We didn't get cable until sometime in the 1970's.  Used an antenna with a rotor.  I wish i still had the rotor part, I think it would work great to power a turn table.

They are still available. Try Homedepot.com.

 

Interesting idea. Not sure they would be precise enough, but the controller would be really nice.

Originally Posted by RoyBoy:
Originally Posted by Bob Severin:

How's that UHF working for you Roy?  

Even though it's a combination VHF/UHF antenna, still only so-so. Gotta go up there and see if anything is corroded. Somehow, going up on the roof is not as much fun as it used to be. 
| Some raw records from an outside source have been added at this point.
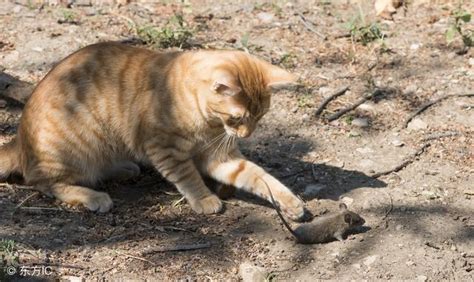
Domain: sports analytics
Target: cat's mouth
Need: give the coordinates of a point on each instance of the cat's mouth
(231, 131)
(240, 132)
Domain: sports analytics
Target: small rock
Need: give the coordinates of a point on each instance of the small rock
(17, 9)
(365, 150)
(367, 107)
(346, 200)
(71, 278)
(251, 273)
(368, 261)
(410, 89)
(265, 17)
(305, 117)
(415, 46)
(421, 278)
(360, 122)
(417, 124)
(430, 195)
(469, 192)
(471, 62)
(398, 143)
(313, 190)
(366, 163)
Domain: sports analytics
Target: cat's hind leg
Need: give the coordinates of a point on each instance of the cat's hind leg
(79, 195)
(121, 171)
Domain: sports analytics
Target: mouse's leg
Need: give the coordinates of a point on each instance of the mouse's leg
(338, 236)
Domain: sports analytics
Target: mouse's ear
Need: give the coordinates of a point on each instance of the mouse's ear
(348, 218)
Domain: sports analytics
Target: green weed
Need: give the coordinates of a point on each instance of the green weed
(175, 33)
(460, 18)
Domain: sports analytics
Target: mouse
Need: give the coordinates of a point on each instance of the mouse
(325, 228)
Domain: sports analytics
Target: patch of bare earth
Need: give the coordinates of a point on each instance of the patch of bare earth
(420, 217)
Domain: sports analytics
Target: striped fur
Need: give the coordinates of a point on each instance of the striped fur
(108, 106)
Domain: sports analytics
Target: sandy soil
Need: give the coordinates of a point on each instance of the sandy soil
(420, 220)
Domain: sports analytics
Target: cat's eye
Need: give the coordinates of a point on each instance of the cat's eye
(234, 120)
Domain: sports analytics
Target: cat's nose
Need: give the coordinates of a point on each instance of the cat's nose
(244, 132)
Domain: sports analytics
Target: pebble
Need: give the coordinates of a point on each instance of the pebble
(71, 278)
(360, 122)
(410, 89)
(415, 46)
(265, 17)
(251, 273)
(398, 143)
(365, 150)
(347, 200)
(430, 195)
(367, 163)
(421, 278)
(367, 107)
(469, 192)
(305, 117)
(368, 261)
(313, 190)
(417, 124)
(471, 62)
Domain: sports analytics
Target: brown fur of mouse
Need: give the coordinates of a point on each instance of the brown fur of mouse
(326, 228)
(323, 229)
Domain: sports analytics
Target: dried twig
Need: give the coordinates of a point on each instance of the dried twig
(390, 207)
(313, 173)
(177, 248)
(40, 209)
(17, 186)
(139, 258)
(404, 163)
(440, 135)
(292, 174)
(431, 103)
(330, 98)
(310, 26)
(347, 109)
(431, 245)
(34, 194)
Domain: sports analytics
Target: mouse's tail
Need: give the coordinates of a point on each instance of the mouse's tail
(277, 208)
(9, 159)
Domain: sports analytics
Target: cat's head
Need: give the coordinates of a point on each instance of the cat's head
(240, 87)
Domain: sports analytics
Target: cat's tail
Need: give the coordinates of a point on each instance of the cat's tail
(9, 159)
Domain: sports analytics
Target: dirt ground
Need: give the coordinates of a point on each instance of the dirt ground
(420, 220)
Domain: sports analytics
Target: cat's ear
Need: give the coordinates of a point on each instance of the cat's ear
(277, 78)
(224, 84)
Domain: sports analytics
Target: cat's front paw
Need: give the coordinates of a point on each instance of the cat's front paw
(207, 205)
(98, 201)
(293, 208)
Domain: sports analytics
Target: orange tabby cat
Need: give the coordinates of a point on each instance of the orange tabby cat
(109, 105)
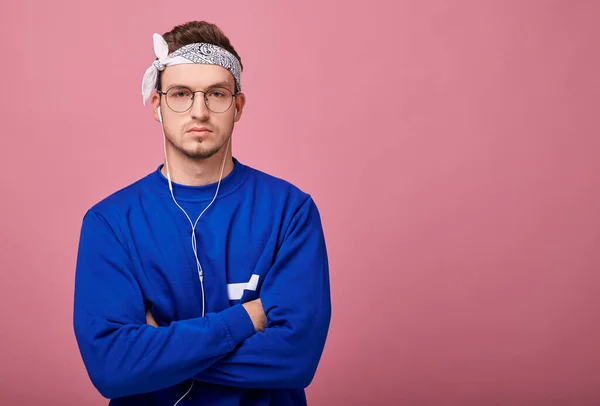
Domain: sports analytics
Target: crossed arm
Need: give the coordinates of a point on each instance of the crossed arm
(274, 342)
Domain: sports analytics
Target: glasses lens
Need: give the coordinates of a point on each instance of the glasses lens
(179, 99)
(219, 99)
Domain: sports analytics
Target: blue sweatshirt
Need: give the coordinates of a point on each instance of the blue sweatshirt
(261, 238)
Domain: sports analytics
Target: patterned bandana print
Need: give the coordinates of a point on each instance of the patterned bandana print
(193, 53)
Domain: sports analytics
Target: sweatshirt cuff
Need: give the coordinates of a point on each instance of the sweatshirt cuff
(238, 324)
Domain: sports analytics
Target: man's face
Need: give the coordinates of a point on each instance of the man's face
(198, 133)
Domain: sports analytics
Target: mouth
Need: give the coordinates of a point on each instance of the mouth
(198, 130)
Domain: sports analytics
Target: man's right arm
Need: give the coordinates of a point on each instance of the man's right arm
(124, 355)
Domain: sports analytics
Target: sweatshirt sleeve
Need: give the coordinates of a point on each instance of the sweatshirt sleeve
(122, 354)
(296, 298)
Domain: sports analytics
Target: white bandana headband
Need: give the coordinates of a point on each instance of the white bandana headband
(192, 53)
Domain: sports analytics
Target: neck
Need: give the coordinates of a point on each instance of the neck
(197, 172)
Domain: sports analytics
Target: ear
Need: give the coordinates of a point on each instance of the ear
(240, 101)
(156, 105)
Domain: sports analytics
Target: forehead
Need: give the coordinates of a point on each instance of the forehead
(197, 76)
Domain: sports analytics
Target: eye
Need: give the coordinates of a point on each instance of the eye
(179, 93)
(216, 94)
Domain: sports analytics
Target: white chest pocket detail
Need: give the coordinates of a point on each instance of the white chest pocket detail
(236, 290)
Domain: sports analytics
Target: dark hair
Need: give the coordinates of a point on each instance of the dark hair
(197, 31)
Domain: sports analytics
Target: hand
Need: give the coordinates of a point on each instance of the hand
(150, 319)
(257, 314)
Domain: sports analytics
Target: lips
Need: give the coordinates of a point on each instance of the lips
(198, 130)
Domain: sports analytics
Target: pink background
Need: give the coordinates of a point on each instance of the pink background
(463, 139)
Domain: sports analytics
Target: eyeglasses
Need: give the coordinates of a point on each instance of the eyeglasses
(180, 99)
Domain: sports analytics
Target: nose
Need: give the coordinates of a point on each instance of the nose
(199, 110)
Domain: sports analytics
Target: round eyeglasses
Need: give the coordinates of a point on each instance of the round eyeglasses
(180, 99)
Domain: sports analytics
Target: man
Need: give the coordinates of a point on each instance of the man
(206, 282)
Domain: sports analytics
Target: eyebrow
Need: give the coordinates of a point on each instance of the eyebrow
(224, 84)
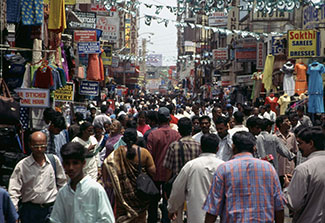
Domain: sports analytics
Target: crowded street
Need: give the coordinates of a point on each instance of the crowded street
(162, 111)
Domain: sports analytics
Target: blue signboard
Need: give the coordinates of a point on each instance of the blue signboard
(88, 47)
(90, 88)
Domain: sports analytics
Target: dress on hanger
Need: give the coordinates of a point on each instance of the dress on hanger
(288, 81)
(315, 88)
(301, 78)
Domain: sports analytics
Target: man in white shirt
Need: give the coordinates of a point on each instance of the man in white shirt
(36, 181)
(82, 200)
(193, 182)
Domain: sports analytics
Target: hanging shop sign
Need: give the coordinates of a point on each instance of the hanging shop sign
(303, 43)
(260, 55)
(220, 54)
(88, 20)
(90, 88)
(110, 27)
(279, 45)
(65, 93)
(88, 47)
(84, 36)
(34, 97)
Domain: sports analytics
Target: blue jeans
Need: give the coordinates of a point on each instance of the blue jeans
(29, 212)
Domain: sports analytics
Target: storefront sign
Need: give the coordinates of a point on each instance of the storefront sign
(88, 47)
(220, 54)
(37, 98)
(90, 88)
(84, 36)
(260, 55)
(110, 27)
(88, 20)
(65, 93)
(218, 19)
(303, 43)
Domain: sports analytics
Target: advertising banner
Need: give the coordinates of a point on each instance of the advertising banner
(90, 88)
(65, 93)
(303, 43)
(34, 97)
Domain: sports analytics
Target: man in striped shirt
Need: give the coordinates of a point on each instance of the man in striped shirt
(245, 189)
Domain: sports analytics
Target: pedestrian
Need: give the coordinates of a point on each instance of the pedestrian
(82, 200)
(35, 182)
(193, 182)
(245, 189)
(305, 191)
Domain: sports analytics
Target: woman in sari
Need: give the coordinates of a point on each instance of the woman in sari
(120, 172)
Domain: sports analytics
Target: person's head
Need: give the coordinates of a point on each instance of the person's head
(283, 123)
(152, 118)
(73, 156)
(130, 137)
(243, 142)
(205, 123)
(300, 111)
(86, 130)
(209, 143)
(38, 144)
(253, 124)
(48, 115)
(115, 128)
(57, 124)
(239, 118)
(311, 139)
(142, 117)
(163, 115)
(184, 126)
(222, 126)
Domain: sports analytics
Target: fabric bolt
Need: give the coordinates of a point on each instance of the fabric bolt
(32, 12)
(158, 143)
(245, 189)
(31, 182)
(173, 160)
(192, 185)
(306, 191)
(301, 78)
(315, 88)
(88, 203)
(267, 73)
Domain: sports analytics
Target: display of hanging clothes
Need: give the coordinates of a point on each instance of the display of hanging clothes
(315, 87)
(288, 80)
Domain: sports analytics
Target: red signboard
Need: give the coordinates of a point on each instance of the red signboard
(85, 36)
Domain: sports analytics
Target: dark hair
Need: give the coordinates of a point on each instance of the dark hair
(130, 137)
(239, 117)
(244, 141)
(209, 143)
(58, 121)
(314, 134)
(103, 108)
(184, 126)
(222, 120)
(280, 119)
(73, 150)
(204, 117)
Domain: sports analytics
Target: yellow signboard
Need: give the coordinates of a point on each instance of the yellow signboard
(65, 93)
(303, 43)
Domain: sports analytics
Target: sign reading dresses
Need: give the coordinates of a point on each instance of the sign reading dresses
(88, 47)
(90, 88)
(88, 20)
(33, 97)
(303, 43)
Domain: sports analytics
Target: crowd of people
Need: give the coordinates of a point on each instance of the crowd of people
(230, 163)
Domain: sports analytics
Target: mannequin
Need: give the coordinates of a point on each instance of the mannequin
(288, 80)
(315, 88)
(284, 101)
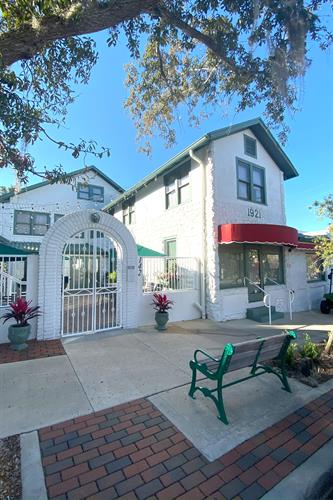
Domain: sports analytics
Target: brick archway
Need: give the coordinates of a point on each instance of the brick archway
(50, 268)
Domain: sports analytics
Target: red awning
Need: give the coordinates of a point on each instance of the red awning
(258, 233)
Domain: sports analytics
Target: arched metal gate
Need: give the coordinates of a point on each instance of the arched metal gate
(91, 284)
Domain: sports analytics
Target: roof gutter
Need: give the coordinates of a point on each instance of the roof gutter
(204, 232)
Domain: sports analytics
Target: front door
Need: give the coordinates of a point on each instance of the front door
(253, 272)
(91, 294)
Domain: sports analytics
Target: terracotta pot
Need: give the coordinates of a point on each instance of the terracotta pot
(18, 335)
(161, 320)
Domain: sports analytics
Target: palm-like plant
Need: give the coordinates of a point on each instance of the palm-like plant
(161, 303)
(21, 311)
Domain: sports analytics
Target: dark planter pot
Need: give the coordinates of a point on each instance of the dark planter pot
(18, 335)
(161, 320)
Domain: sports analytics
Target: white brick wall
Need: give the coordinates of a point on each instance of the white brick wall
(52, 199)
(50, 268)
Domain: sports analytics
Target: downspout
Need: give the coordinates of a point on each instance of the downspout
(202, 307)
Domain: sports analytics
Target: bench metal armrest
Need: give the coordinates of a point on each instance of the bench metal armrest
(205, 354)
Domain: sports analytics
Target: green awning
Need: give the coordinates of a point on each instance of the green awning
(148, 252)
(9, 250)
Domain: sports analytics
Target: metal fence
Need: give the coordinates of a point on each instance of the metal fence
(13, 284)
(169, 273)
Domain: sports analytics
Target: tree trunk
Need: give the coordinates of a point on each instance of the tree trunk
(79, 19)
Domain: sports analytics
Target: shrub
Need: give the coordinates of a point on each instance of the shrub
(161, 303)
(309, 348)
(292, 354)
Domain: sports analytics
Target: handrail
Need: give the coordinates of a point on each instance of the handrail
(266, 300)
(10, 276)
(254, 284)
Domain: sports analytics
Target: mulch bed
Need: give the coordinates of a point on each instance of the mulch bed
(35, 350)
(313, 372)
(10, 468)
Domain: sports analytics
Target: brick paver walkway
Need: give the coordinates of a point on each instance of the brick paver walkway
(35, 350)
(133, 451)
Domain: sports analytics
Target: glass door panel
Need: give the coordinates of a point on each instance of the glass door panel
(253, 272)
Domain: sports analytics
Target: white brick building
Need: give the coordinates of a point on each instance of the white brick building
(216, 211)
(229, 181)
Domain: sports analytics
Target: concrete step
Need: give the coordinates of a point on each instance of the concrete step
(261, 315)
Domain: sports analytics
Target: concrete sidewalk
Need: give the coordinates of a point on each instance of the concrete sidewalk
(112, 368)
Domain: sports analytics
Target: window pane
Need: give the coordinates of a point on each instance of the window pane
(23, 217)
(184, 193)
(40, 218)
(97, 193)
(184, 179)
(22, 228)
(258, 176)
(243, 172)
(243, 190)
(313, 270)
(84, 195)
(171, 199)
(39, 230)
(232, 267)
(272, 267)
(258, 194)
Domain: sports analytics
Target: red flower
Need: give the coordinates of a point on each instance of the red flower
(161, 303)
(21, 312)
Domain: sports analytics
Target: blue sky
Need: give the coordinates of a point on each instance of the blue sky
(98, 114)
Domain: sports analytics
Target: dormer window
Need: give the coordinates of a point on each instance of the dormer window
(129, 211)
(250, 182)
(250, 146)
(177, 186)
(90, 192)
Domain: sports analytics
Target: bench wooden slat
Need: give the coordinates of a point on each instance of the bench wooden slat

The fall is even less fun!

Originally Posted by TrainsRMe:

Details like roof antennas really make a layout pop.  Great idea.

Not just the residential homes, but the downtown buildings. Many businesses had apartments, owners lived above, or sold TVs. All needing reception. Many times the roofs were cluttered with each tenent having his own.

In the 50's we had a 50 foot antenna on our roof with 3 sets of guy wires, most of the houses had them and after a big pacific storm it was always fun to count how many were blown down.  My grandfather's farm over in the central valley had about a 70 foot lattice tower so he could get stations from SF and LA.....DaveB

50s???

I saw plenty of them in the late 90s in my hometown in Florida.

Cable didn't come in to where I lived until the late 1980s.

Long before I could recall it happening (maybe before I was born, but I've never asked, and I think I will ask next time I call my folks), Dad put up an old telephone pole and mounted a TV antenna atop it, next to the house. A simple cable ran from that, through a caulked hole in the wall of the house, under the floorboards and through a small sealed hole in the floor of the living room. It had alligator clips at the end, and whenever lightning got close or we went away for more than a day for anything, we'd disconnect it to prevent lightning damage. In that part of the country, there's more lightning than almost anywhere else on Earth.